AUTHOR CONTRIBUTIONS
Ribka Amsalu: Conceptualization; data curation; methodology; validation; visualization; writing – original draft. Scott P. Oltman and Rebecca J. Baer: Conceptualization; data curation; formal analysis; methodology; writing – review & editing. Melissa M. Medvedev: Conceptualization; methodology; writing – review & editing.
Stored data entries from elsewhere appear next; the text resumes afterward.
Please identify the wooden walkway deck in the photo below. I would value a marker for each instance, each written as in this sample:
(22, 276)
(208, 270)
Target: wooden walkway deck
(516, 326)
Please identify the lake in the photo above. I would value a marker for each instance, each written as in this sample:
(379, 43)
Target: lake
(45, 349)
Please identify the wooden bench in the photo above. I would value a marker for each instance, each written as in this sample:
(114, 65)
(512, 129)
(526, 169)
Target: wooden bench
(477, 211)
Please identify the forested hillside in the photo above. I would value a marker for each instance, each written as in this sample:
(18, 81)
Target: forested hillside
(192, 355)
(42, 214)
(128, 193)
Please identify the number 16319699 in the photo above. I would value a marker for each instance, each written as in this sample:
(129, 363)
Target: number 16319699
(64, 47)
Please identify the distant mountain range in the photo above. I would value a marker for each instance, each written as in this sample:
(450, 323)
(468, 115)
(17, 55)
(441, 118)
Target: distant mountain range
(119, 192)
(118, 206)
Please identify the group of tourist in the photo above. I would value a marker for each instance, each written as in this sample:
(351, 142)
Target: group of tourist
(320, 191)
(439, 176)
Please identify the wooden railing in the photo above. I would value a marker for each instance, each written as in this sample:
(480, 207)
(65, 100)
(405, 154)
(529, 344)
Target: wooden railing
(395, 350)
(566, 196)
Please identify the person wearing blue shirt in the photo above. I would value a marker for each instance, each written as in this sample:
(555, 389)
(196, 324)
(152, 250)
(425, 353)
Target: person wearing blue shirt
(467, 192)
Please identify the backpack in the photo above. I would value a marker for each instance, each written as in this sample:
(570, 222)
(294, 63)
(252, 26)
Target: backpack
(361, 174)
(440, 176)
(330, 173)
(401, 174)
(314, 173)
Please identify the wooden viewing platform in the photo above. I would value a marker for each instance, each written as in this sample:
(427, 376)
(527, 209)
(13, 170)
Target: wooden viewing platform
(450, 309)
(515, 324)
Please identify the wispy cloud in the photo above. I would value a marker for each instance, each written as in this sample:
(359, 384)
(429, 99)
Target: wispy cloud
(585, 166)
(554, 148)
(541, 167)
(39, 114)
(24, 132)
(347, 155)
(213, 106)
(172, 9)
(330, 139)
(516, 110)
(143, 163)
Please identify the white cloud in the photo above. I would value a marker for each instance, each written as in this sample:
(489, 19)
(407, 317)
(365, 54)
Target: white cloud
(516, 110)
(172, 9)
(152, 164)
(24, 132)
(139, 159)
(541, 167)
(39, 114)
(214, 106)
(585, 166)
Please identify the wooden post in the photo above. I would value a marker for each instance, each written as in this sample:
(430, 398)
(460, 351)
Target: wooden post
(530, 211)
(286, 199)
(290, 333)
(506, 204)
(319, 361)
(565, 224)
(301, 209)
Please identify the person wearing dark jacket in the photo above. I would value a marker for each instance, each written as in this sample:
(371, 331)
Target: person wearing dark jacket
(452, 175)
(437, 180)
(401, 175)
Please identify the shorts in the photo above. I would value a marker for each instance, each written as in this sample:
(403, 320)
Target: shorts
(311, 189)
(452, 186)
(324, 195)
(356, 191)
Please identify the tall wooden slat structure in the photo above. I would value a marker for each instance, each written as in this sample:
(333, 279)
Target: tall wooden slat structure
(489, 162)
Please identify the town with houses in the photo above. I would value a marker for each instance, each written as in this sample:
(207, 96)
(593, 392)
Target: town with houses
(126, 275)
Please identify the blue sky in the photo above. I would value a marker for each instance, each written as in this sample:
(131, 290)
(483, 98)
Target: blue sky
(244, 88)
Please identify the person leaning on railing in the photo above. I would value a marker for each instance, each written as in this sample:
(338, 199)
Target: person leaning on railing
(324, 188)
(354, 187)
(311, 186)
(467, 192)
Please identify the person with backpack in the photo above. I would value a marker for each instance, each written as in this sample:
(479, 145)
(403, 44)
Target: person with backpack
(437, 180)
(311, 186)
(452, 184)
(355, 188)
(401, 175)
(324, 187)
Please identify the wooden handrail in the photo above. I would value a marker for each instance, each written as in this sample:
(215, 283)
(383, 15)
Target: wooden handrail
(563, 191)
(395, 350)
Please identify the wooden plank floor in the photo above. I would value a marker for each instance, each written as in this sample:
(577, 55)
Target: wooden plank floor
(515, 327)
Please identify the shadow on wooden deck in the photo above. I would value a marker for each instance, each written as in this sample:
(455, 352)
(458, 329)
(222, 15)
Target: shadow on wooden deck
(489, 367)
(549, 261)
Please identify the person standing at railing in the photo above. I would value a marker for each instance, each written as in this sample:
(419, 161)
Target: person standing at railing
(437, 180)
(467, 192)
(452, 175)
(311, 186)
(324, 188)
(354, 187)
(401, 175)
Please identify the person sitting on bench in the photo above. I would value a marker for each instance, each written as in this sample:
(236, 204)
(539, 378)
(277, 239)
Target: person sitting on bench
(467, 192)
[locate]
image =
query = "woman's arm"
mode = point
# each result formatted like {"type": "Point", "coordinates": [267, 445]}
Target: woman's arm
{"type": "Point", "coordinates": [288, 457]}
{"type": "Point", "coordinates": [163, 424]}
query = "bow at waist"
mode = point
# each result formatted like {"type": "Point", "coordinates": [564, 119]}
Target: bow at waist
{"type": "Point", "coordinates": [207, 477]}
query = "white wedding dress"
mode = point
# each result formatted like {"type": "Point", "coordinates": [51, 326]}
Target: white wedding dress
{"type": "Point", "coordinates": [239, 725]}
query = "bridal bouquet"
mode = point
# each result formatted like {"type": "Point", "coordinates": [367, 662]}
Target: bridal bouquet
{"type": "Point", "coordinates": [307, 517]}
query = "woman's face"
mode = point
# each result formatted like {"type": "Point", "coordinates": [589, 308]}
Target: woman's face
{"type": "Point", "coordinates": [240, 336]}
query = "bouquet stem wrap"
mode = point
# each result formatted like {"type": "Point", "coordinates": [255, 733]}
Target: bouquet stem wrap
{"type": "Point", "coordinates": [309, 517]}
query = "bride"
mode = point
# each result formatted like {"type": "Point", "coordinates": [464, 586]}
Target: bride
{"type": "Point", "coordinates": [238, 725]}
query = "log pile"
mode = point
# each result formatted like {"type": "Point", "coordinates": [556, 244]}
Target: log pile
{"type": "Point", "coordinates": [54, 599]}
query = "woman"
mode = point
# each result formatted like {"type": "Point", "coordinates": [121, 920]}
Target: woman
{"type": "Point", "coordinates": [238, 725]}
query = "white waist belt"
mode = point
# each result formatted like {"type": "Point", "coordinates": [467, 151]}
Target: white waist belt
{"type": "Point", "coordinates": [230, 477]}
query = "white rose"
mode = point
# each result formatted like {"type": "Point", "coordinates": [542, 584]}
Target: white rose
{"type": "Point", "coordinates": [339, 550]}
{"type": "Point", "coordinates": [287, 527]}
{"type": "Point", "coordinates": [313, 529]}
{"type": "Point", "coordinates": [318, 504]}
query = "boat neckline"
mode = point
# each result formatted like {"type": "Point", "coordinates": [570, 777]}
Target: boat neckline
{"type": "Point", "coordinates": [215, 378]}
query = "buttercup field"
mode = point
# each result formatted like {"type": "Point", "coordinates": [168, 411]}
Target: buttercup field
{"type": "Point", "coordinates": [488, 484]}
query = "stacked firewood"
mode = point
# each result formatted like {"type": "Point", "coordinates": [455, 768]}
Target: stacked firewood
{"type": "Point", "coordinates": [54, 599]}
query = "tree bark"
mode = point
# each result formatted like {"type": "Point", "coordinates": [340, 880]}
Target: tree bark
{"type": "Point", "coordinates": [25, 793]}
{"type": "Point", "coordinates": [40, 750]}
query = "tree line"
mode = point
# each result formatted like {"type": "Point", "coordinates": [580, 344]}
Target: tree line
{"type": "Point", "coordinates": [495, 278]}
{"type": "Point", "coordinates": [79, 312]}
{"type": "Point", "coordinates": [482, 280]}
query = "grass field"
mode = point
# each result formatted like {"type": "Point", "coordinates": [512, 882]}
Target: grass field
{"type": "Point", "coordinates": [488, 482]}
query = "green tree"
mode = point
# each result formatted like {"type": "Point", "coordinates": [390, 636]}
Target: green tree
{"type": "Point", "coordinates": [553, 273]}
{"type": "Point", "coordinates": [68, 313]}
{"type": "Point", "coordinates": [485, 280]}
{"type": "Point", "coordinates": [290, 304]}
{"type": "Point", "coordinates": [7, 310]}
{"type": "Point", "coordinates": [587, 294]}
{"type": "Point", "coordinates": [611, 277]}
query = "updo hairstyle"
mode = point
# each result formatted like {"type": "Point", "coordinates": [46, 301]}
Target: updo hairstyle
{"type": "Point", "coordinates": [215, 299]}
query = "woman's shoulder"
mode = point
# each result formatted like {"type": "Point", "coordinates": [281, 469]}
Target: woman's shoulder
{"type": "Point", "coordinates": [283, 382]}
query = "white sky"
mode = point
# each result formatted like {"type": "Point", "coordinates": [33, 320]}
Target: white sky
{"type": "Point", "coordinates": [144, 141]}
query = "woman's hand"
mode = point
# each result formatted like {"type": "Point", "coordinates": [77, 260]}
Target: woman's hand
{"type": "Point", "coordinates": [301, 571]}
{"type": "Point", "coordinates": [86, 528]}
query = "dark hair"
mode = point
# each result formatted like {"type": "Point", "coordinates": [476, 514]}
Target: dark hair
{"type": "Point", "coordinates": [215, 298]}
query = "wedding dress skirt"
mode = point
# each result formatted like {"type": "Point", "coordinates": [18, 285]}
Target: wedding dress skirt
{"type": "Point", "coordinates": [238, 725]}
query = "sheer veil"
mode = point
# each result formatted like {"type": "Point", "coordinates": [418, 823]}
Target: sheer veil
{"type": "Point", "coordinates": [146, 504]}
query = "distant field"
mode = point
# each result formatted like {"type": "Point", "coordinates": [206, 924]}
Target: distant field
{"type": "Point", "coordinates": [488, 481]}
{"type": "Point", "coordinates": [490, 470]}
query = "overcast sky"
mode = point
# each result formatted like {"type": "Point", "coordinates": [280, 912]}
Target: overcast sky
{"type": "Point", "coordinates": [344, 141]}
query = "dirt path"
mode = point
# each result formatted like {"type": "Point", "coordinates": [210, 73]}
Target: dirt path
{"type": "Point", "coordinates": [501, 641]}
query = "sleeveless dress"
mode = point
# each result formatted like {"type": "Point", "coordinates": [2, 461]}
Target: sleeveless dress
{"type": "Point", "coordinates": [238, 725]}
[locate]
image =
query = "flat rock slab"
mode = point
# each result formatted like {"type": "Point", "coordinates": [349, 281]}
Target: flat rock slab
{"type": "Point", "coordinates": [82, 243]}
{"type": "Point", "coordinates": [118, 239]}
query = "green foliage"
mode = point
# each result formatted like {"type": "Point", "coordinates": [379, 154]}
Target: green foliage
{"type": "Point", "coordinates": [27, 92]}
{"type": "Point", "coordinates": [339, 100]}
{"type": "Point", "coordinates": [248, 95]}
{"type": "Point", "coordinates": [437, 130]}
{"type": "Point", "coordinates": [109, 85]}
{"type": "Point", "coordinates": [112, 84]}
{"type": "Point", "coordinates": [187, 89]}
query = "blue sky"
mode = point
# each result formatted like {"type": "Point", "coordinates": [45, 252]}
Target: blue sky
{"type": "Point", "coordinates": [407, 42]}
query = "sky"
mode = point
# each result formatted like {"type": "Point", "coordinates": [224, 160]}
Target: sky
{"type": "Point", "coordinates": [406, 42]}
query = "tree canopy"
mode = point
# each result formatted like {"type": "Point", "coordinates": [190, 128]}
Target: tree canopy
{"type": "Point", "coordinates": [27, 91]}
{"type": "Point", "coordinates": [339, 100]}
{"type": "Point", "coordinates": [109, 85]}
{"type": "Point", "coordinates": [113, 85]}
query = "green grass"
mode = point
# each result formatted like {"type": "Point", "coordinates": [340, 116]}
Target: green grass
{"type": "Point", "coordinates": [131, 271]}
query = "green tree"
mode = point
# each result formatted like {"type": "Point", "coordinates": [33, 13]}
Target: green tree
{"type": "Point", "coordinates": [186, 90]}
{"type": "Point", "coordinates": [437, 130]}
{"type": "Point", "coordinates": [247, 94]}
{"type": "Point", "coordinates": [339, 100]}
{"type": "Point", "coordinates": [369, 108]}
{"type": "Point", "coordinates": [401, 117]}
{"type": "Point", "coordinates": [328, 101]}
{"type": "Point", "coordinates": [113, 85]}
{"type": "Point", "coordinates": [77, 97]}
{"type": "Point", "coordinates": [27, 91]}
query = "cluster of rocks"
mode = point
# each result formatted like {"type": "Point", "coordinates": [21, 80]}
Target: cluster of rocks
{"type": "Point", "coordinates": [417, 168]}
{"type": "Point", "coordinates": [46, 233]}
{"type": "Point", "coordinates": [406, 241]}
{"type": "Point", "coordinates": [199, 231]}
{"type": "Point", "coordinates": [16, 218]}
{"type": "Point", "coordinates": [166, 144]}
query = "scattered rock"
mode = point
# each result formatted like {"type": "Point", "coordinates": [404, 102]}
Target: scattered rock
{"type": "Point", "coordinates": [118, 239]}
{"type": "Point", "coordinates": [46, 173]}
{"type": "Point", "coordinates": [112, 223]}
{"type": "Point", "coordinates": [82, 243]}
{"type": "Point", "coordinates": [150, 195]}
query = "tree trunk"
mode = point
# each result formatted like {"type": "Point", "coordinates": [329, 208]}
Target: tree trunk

Elizabeth E. Rogers, Stephen C. Shiboski, and Laura Jelliffe-Pawlowski: Conceptualization; methodology; writing – review & editing.
ACKNOWLEDGMENTS
Ribka Amsalu was supported by a University of California San Francisco, Preterm Birth Initiative transdisciplinary post-doctoral fellowship, funded by Marc and Lynne Benioff and a T32 training grant (1T32HD098057) from the National Institute of Child Health and Human Development entitled “Transdisciplinary Research Training to Reduce Disparities in Preterm Birth and Improve Maternal and Neonatal Outcomes.” The funding source was not involved in the study design; analysis, and interpretation of data; writing of the report; and the decision to submit the report for publication.
CONFLICT OF INTEREST
The authors declare no conflict of interest.
TRANSPARENCY STATEMENT
The lead author Ribka Amsalu affirms that this manuscript is an honest, accurate, and transparent account of the study being reported; that no important aspects of the study have been omitted; and that any discrepancies from the study as planned (and, if relevant, registered) have been explained.
Open Research
DATA AVAILABILITY STATEMENT
The source of data is the California Office of Statewide Health Planning and Development and California Vital Statistics.